From History of Texas, Published in 1896
HARDIN GRIFFITH is an able representative of the agricultural interests of Hood County and a man who by the faithful performance of every duty devolving upon him, whether public or private, has won a place among the best and most highly esteemed citizens of this section of the state. It is a feeling of gratification that the biographer enters upon his task of portraying the life of one who has ever merited the esteem of his fellow men, for such a record serves as a source of encouragement and inspiration to others and as an example to the youthful members of society.
Mr. Griffith was born in Tennessee, December 26, 1850, a son of Samuel T. and Nancy (Price) Griffith, of Welsh descent. The great-grandfather, Jonas Griffith, and his two brothers were natives of rock-ribbed Wales, whence they immigrated to the New World, settling in Tennessee. They were the founders of the family in this country. Jonas Griffith was then sixteen years of age. He became a close friend of Daniel Boone, and with him explored considerable portions of Tennessee. His last days were spent in that state. The parents of our subject were both born in Gainesboro, Tennessee, and the father served his country as a soldier in the Mexican War. In 1859, with his wife and two children, he went to Granby, Missouri, where, in 1860, the mother died, leaving our subject and a sister, the latter being Willie, now Mrs. Sparks, of Commerce, Delta County, Texas.
During the Civil War Samuel T. Griffith enlisted in the Confederate service, in which he remained until the close of hostilities. Being captured by the Union troops, he was held as a prisoner of war in Alton, Illinois, for eight months, and for a year at Delaware Bay. He had been engaged in the occupation of mining and had his capital invested in mines at Granby, but lost all his property during the war. When the trouble between the two sections of the country was over he came to Texas, where his son H.H. had preceded him, and settled in Fannin County, where his death occurred in 1870.
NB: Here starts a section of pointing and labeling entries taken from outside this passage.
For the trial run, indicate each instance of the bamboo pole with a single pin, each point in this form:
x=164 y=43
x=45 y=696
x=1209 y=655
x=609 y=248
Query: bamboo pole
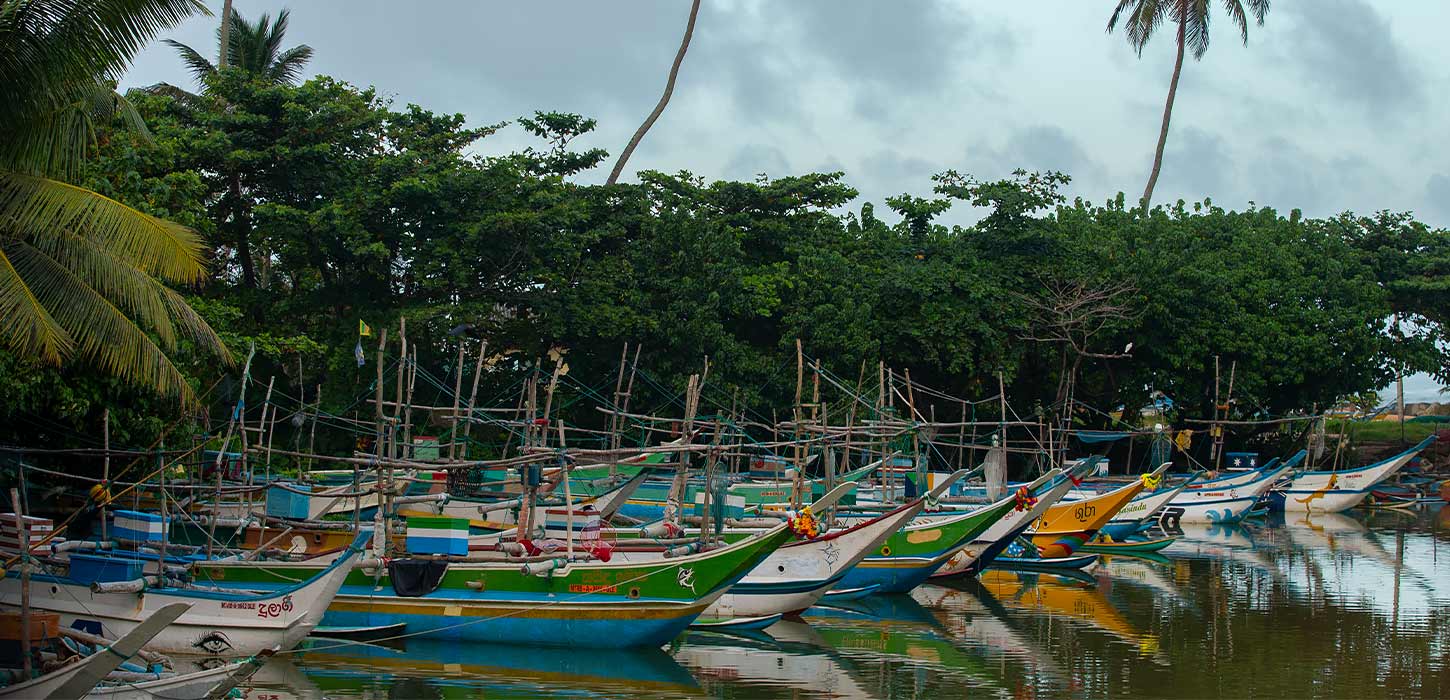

Hardin Griffith, of this sketch, enjoyed good educational privileges in his early youth, but after the war had no advantages in that direction. At the age of seventeen he left home, and since that time has been dependent entirely upon his own labors, so that whatever success he has achieved is due entirely to his energy and good management. On leaving home he engaged in herding cattle, and for fifteen years he was a participant of camp life. His associates were the worst element of the frontier, made up of cowboys, buffalo-hunters and manydesperate characters, but his career was an exception to the rule that evil communications corrupt good manners. His self-respect was always dear to him, and he demonstrated the fact that a man can be a true and honorable gentleman in any surroundings. He would never use tobacco or liquor in any form, and though his companions were men who often scoffed at virtues, they respected him for his strict adherence to what he believed to be right, and any man among them would- have stood up against a multitude for Hardin Griffith. During all these years Granbury was his headquarters, but his operations extended over a number of the western frontier counties.
In 1885 Mr. Griffith secured a clerkship in a hardware store in Granbury, his employers being Baker & Smith. He served in that capacity for five years, and on the expiration of that period he came to the farm where he now lives and which has since been his home. He had previously purchased the property, but the land was entirely destitute of improvements. He has developed fifty acres of his farm, which comprises three hundred and five acres, and the tract is now highly cultivated. In addition to general farming he is also extensively and successfully engaged in stock raising, and now has a number of fine thoroughbred Jersey cattle upon his farm.
On the 25th of September 1889, was celebrated the marriage of Mr. Griffith and Miss Maggie Blair, daughter of Samuel and Susan Blair. The lady was born in Batesville, Arkansas, while her parents were natives of Tennessee, the former of Irish and the latter of Scotch descent. Mr. and Mrs. Griffith have lost two children, but now have a bright little boy, Guy, born April 29, 1893.
Our subject exercises his right of franchise in support of the men and measures of the Republican party at national elections, but at local elections, where no national issue is involved, he supports the candidate that he thinks best qualified for office, regardless of party connections. Both he and his wife occupy a high position in social circles where true worth and intelligence are received as the passports into good society. Fond of reading, they keep well informed on the questions of the day and on all current literature, and their views on all questions indicate well-stored minds. They are liberal in their religious views, and are deeply interested in all that pertains to the moral upbuilding of the community, and their lives, honorable and conscientious in all things, commend them to the high regard and confidence of their many friends.
History of Texas, 1896, Chicago: The Lewis Publishing Co.